The Dutch in Norway (1550 – 1750)

By Margit Løyland

Dutch ships are “searching every nook and cranny” for timber and food, the customs officer in Flekkefjord wrote to the authorities in Copenhagen in the mid-17th century. For several hundred years, from the late Middle Ages until the latter half of the 18th century, Dutch traders and skippers went to Norway for timber, fish and copper. Many came back to the same areas year after year. The skippers Johan Floris from Emden and Arian Gosse from Rotterdam were two of them.
Around 1620, it is estimated that about 400 ships sailed to Norway every year. Many came from the important seafaring towns around the Zuider Zee, such as Hoorn, Enkhuizen, Harlingen and Hindeloopen. But trade between Norway and the Netherlands had been well underway as early as the middle of the 15th century. It was growing so rapidly that regulations were needed. Around 1440, the Dutch were awarded privileges in trade with Norway. Ships from e.g.
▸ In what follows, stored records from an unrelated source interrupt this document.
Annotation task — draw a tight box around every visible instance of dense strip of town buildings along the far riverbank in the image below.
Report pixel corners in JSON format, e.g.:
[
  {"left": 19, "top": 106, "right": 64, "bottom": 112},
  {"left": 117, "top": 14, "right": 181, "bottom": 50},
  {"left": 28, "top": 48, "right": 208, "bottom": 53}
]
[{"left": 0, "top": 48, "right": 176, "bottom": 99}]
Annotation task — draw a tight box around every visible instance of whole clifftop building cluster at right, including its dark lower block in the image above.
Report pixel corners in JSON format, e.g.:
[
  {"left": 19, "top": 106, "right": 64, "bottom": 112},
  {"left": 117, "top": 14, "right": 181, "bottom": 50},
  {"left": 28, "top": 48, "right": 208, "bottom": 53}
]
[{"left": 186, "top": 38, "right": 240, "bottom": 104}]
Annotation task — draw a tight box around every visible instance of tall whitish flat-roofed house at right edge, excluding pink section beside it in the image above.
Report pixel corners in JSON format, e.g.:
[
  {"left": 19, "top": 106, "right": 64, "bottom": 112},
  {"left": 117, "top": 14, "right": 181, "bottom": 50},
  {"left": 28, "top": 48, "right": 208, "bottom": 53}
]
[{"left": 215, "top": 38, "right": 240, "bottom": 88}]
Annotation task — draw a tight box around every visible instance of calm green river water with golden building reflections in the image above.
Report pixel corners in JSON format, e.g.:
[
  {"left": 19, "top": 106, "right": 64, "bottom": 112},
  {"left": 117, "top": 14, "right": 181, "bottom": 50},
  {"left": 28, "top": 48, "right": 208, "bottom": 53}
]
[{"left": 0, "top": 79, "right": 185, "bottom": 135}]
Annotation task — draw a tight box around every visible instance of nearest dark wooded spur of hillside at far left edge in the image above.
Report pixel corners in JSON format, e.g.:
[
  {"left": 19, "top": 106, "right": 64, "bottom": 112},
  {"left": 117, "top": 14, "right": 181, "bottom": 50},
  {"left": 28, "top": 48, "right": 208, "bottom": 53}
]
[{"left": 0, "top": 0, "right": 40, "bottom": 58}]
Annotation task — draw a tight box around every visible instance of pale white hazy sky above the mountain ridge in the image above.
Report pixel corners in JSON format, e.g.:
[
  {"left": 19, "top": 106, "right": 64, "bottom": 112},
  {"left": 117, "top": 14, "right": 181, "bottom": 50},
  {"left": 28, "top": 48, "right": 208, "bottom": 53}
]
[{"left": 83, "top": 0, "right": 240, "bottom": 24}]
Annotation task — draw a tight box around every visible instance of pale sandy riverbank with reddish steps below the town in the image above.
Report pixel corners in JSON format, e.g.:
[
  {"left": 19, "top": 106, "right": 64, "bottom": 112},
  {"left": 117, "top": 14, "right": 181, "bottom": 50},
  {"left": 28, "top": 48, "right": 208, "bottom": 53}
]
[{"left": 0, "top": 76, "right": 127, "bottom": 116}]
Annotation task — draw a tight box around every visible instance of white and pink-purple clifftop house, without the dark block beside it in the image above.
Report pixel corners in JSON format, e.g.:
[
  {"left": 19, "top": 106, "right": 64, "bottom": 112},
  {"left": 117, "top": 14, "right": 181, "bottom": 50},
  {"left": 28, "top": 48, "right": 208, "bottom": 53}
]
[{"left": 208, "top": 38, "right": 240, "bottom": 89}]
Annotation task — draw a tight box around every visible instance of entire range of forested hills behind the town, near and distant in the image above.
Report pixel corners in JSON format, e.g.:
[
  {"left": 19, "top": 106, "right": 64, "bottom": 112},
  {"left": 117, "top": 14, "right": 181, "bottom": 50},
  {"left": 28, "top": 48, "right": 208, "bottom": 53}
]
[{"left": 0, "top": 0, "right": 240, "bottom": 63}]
Zierikzee and Amsterdam received royal permission to trade with Bergen, which had previously only been granted to the Hanseatic League.
The brothers Gabriel and Selius Marselis established themselves in Christiania (today Oslo) in the mid-17th century. They were wealthy and lent money readily. The Dano-Norwegian monarchy borrowed from them repeatedly, usually when the king needed to finance a war. As repayment, the Marselis brothers could buy up land all over Norway. For a period from the 1640s onwards, the brothers were actually the biggest landowners in the country. They had properties from Bohuslen to Trøndelag. They took over all the big properties that governor Hannibal Sehested had owned in eastern and southern Norway and they owned Bærum ironworks, the Eidsvoll Verk factory and other factories. They traded in iron, weapons and ammunition, delivered supplies to the army and lent the monarchy huge sums.
Cornelia Bieckers came from a well-established Amsterdam family. She was the daughter of the mayor of the city. In 1656, she married the wealthy Jochum Irgens in Amsterdam. He owned several houses and properties in the city, but also had been chamberlain to the Dano-Norwegian royal family. The monarchy had given him privileges related to the new copper mines in Røros and he had been the main owner there since 1647. Cornelia became involved in the operation of the copper mines and in real estate business in Trøndelag, Nordland and Troms. She continued as the owner until 1686, ten years after her husband died. The Røros mining company was a major exporter of copper to the European market. Both Norwegian and Dutch merchants became actively involved in the copper business. For a long period, as much as 80 percent of all the copper from Norway was exported from Røros via Trondheim directly to Amsterdam.
Dutchmen such as Willem Barents and Jan Jacobs May van Schellinkhout went on expeditions to find new trade routes to the major spice and silk markets in Asia. This led to considerable Dutch activity in the far North, and there were a large number of Norwegian sailors on board the Dutch ships that sailed to Arkhangelsk and other parts of northern Russia in the 17th and 18th centuries. Among the hundreds of Dutch people who sailed along the Norwegian coast was Jappe Ippes. He settled in Nordmøre and started the first production of stock fish (dried salted fish) in Norway. When production was at its peak, more than 70 tons of stock fish were exported annually to the Netherlands, Portugal, France and Spain.
Contact with the Reformed Church in the Netherlands and the Calvinistic Dutch people also affected religious life in Norway. In the 1660s, Didrik Meyer was sentenced to death for having sold a few dozen Reformed hymn books. After four years as a sexton in a Danish-Norwegian church in Amsterdam, Didrik had moved to Kvinesdal and brought with him the linguistic, ethnic, economic and religious experiences of the Amsterdam melting pot.